Infoscience Technologies Ltd is a tech start-up providing Text Analytics Research & Development to companies seeking to extract, discover and exploit geoscience knowledge from text.
Target industries range from geological surveys, petroleum exploration, economic mining through to geohealth and space exploration.
The company’s unique selling point is its deep geoscience domain knowledge, combined with computer science, data science, business analysis and international award winning research.
The Company currently licenses two methods (algorithms), GEOSAPIEN and GEOCLASSIFIER both related to predicting geoscience entities or classes in unstructured text.
GEOSAPIEN® Patent Pending.
A Method and System for Generating Geological Lithostratigraphical Analogues using Theory-Guided Machine Learning from Unstructured Text.
Over 60% of geoscientists believe the identification of global analogues reduces risk and improves decision making in areas of sparse data (Sun and Wan 2002). They also help to challenge bias (Rose 2016). This is applicable in sectors such as petroleum, economic mining, geohealth and space exploration.
Analogues can uncover subtle opportunities that may not be apparent from any other technique or technology, with the ability to make global comparisons “casting a wider net than just what is close by‘ identified as particularly useful. Traditional Information Retrieval (IR) search engines are not well suited to find similar cases or analogues (Mukherjee et al 2013).
Manually curated analogue databases are useful, but as put by Greenberg (2011) manually created taxonomies and knowledge representations can blind us to new information discoveries. With information in reports in volumes too vast for geoscientists to read (Big Data), data driven techniques that can scan through vast amounts of text may surface differentiating insights.
Geoscience information has high dimensionality, geoscience bodies are not as clear cut as objects in some other domains, rare events are of interest and geoscience processes can show long-memory characteristics in time (Karpatne et al 2017). Some research (Cleverley 2017) points to issues where unsupervised machine learning from text overfits and ignores the wealth of knowledge we have in geoscience. Anchoring unsupervised machine learning frameworks with high level knowledge of what geoscientists find most useful for analogues may be preferable to avoid such overfitting issues.
The GEOSAPIEN® method uses a number of Geoscience Theories to inform the automated manipulation of text using Natural Language Processing (NLP) techniques in company reports and/or external literature, ‘boosting the geoscience signal’ before input into a text embedding model (such as word2vec, GLoVe, FastText, ELMo, BERT). These use effectively complex word co-occurrence and deep learning to define a word by its co-occurring words and the words that co-occur with those and so forth (vector). A key aspect is that GEOSAPIEN does this without significantly biasing or blinding us to new discoveries.

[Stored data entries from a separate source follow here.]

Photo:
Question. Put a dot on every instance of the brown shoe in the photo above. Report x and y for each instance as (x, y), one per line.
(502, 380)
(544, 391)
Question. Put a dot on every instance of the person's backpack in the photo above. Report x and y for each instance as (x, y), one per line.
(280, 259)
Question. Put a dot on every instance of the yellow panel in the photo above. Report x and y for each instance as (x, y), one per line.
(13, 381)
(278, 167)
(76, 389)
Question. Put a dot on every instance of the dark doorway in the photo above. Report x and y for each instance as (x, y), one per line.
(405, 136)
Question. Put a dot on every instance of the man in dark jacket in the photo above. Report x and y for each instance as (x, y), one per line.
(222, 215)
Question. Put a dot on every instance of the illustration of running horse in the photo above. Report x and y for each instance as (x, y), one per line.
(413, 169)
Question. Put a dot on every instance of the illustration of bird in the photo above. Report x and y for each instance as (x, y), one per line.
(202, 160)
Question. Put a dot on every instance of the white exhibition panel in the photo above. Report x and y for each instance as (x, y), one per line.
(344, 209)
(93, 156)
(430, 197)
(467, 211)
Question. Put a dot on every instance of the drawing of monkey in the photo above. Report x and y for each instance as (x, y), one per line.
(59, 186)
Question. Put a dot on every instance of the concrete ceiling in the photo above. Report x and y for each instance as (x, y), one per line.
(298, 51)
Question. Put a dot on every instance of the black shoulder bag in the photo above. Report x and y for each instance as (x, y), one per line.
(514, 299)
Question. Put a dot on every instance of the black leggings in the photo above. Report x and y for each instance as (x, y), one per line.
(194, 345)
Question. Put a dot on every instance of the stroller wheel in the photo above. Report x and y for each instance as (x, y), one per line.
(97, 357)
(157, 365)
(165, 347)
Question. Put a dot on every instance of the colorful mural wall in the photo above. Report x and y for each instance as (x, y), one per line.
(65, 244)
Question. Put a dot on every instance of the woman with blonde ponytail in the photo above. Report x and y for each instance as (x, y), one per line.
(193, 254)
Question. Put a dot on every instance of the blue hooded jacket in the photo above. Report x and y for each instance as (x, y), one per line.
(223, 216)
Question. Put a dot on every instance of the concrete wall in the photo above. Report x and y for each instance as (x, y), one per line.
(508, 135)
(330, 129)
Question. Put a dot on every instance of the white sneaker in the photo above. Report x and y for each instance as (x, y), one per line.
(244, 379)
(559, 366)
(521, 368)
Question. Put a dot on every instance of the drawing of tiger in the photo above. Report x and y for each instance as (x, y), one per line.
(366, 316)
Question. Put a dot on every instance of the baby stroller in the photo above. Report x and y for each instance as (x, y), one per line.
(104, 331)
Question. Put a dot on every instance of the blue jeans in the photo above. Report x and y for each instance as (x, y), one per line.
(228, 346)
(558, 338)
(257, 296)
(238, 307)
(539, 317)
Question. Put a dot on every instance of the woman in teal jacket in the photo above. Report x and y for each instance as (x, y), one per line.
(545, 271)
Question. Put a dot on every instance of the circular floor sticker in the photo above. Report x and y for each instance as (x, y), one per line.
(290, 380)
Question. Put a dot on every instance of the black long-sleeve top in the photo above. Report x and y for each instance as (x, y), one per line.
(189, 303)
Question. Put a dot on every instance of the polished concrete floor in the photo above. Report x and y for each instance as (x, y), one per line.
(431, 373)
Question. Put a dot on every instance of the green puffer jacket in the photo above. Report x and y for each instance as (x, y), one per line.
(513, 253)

This allows a geoscientist to ask questions such as “What are good analogues for color changes in muddy contourites?”, the system does not return lists of documents, but instead returns answers (in the form of geological lithostratigraphic units) ranked by similarity to the geoscientist’s question. It does this by learning from company/external papers and reports that most closely match this context using vectors (not keywords).
In another use case, a geoscientist may also be working on a particular geological formation (such as the Tasraft Formation) and wish to know “What other formations around the world are good analogues for this formation? and I don’t want Palaeozoic ones“. The system can return the most similar Lithostratigraphic units it can find ranked by similarity to the Tasraft Formation vector (subtracting the vector for Palaeozoic).
The more text put into the model, the more accurate it is likely to be, with the GEOSAPIEN method providing a geoscience framework for machine learning – producing more useful geoscience analogues than pure unsupervised methods.
There are a number of ways to use and exploit GEOSAPIEN:
- Companies can license the Intellectual Property (IP) method and build their own technology systems (models and user interfaces) in their pipelines (or incorporate it into what they already have) with advice from Infoscience Technologies if needed.
- Companies can ask Infoscience Technologies to supply the technology and apply it to their text (and/or 3rd party subscription text the company has the rights to perform text and data mining on), so licensing a technology and IP.
- Variants on the above.
GEOCLASSIFIER™ Patent Pending.
A method and system for using geoscience and commercial sentence classification patterns for text summarisation.
Over 30,000 sentences (1 million+ features) from public domain petroleum geoscience literature and presentations were painstakingly labelled in a novel way, using a bespoke ontology of geoscience and commercial labels developed by Infoscience Technologies Ltd. A Machine Learning (ML) classifier was built from these training data, enabling the prediction of the topic for any sentence in petroleum geoscience reports. From tectonostratigraphy to company deals, and from source rocks to biostratigraphy.
This is a superior method than applying rule based taxonomies to ‘classify’, as critically it takes into account the immediate and wider context of the sentence. This context is left behind when taxonomies or thesauri are created. It also avoids the ‘smoothing’ applied by approaches that simply attempt to classify the whole document to one type.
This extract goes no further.